Finite Automata, Regular Expressions, and Lexical Analysis

Finite Automata and Regular Expressions

A finite state machine (FSM) or finite state automaton is a mathematical model of a system. It takes a string consisting of symbols from an alphabet and determines if the string belongs to the language that the automaton recognizes.

Formally, a finite state machine can be described as a quintuple (S, Σ, T, s, A), where:

  • S: is a set of states
  • Σ: is an alphabet
  • T: is the transition function
  • s: is the initial state
  • A: is the set of final or accepting states

Forms of Representation of Finite Automata

Besides being able to represent a finite state machine through its formal definition, it can also be represented by other notations that are more convenient and sometimes more intuitive. The most common are transition tables, transition diagrams, and regular expressions.

Lexical Analyzer

The main function of the lexical analyzer is to take a sequence of characters or symbols in the alphabet of a language and place them into categories known as lexical units. These units are used by the parser to determine if what is written in the source program is grammatically correct or not. Some of the lexical units are not used by the parser but are filtered out. Examples include comments, which document the program but do not affect grammar, and blanks, which serve to provide clarity to the code.

In the terminology used in the construction of a parser, the following terms are defined:

  • Pattern: Represents the rule for a sequence of characters to be considered a certain lexical unit.
  • Lexeme: Is the actual value of a character set that satisfies a pattern.
  • Token: Is the value associated with a lexical unit and is represented as an integer.
  • Alphabet: The set of valid characters for a language.
  • Lexical Units: The categories that classify the valid strings in a language.

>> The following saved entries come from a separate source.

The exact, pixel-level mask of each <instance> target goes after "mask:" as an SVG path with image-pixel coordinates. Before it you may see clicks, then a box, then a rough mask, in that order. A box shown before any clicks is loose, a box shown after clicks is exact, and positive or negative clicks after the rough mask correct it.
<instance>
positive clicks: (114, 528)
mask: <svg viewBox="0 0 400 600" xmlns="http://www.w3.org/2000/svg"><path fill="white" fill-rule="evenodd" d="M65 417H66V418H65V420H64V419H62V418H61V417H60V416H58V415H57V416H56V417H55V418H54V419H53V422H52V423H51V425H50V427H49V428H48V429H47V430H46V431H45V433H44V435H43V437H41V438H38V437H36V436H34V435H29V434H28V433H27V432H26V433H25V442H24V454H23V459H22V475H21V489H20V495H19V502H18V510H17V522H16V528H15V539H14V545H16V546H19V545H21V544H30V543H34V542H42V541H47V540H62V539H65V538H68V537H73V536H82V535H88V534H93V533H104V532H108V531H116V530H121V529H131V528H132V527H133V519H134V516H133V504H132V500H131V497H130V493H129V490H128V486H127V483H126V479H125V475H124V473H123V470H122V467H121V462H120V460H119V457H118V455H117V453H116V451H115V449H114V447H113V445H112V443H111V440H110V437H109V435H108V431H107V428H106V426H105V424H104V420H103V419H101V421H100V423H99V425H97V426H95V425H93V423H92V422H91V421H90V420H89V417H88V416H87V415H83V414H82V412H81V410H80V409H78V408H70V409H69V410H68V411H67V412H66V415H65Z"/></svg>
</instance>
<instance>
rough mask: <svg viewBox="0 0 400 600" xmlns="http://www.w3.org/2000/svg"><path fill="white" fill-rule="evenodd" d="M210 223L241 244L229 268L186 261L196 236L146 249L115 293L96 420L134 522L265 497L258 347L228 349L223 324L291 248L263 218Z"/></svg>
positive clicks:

The Role of the Lexical Analyzer

Although the lexical analyzer is the first stage of the compilation process, it is not the component that initiates the process. Instead, it processes input and sends its results to the parser. The parser actually starts the process by requesting a token from the lexical analyzer to begin its work. During these stages, close communication is maintained with the symbol table, which contains information about the entities used in the programs.

Description of Patterns

There are three ways to describe patterns: informal description, which uses natural language to describe the behavior of the lexical rule; regular expressions; and finite automata as transition diagrams.

Transition Diagrams

A transition diagram is the graphical representation of a set of states. These states may be initial, intermediate, or final. They may also have one or more outputs to other states.

The initial states are represented by a double circle and a zero, intermediate states by a circle and a number, and final states by a double circle and the last number. States are related to each other with an arc that has a name, which is the character or set of characters that cause the transition from one state to another.

Features of Transition Diagrams

  • Each state must be reached with the same set of characters every time there is a transition.
  • Each pattern has a character selector that allows a unique way to recognize the pattern to be applied.
  • To reach an accepting state, there must be a transition on the character that breaks the pattern of the lexical unit.

Informal Descriptions of Lexical Units

  • Identifier: A letter (uppercase or lowercase) optionally followed by other letters, digits, or underscores.
  • Comments: Begin with “/*” and end with “*/”. They can contain any symbol except for the end-of-file marker.
  • EOF: Indicates the end of the file.
  • Error: Any symbol or sequence that does not comply with the previous patterns.